本のある風景

2019.11.29

No.18 山本周五郎・エッセー「年の瀬の音」

市井に生きる名もなき庶民の姿をじっと見つめた山本周五郎。「師走は時を刻む音が聞こえる」という山本が1958年に発表したエッセー「年の瀬の音」(新潮文庫『雨のみちのく、独居のたのしみ』に収録)はいつ読んでも涙色に染まる。
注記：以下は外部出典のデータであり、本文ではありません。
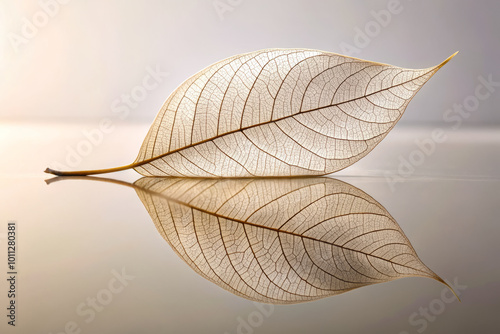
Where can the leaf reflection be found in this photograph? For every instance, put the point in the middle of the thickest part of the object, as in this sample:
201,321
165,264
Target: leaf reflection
280,241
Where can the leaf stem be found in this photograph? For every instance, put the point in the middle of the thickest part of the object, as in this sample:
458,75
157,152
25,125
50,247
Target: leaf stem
88,172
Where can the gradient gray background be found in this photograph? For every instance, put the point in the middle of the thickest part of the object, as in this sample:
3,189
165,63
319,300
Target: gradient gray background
91,52
72,234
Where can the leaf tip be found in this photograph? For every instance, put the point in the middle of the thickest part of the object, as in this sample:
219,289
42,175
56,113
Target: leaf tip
446,60
446,283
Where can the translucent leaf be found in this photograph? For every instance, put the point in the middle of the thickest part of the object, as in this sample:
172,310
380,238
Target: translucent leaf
275,112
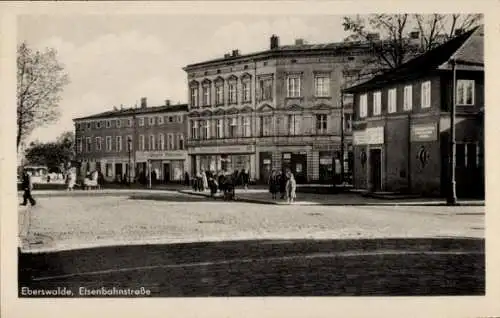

◆年も押し迫ったある日、電車で仕事場へ帰る山本の前に赤ん坊を背負い、5歳ぐらいの女の子を連れた母親が立った。伸びて乱れた髪。青ざめた顔はこわばっている。眉間の深いしわ。絶望したようなまなざし。この母子を山本は見つめている

◆母親のスカートにつかまった女の子が「かあちゃん、おばちゃんに会えてよかったね、ねえ、かあちゃん」。しかし、じっと無言の母親。また女の子が「かあちゃん、ねえ、おばちゃんがうちにいてよかったね」。母親は邪険にスカートを振り放し「うるさいね」

◆山本は「この母子の短い会話が疑問の余地のないほどあからさまにその事情を物語っている」という。「おばちゃん」と母子の関係は分からない。だが母親は赤児を背負い、女の子の手を引いて「おばちゃん」を訪ねた。「おばちゃん」は家にいて会えたのだ。

◆母親から「さあ、おばちゃんに会いに行くよ」と連れて行かれた女の子にはそれで「よかった」。だが、母親にはよくなかったようだ。山本は「ここで自分の想像を組み立てようとはしない」とそこまでしか書かず読者の想像にまかせる。
恐らく母親は、この年の瀬に、いくらかの金の工面に行ったのだろう。しかし無心を断られた。母親の目的が分からない女の子には「おばちゃん」がうちにいたからそれでよかったが、目的を果たせず、幼子を抱えどうやって年を越すか途方に暮れるしかない母親の心の乱れが、女の子への邪険な言葉になってしまったのだろう。

◆60年前、山本が聞いた“年の瀬の音”。今の中高生たちにはどんな〝音〟に聞こえるだろうか、と想像している。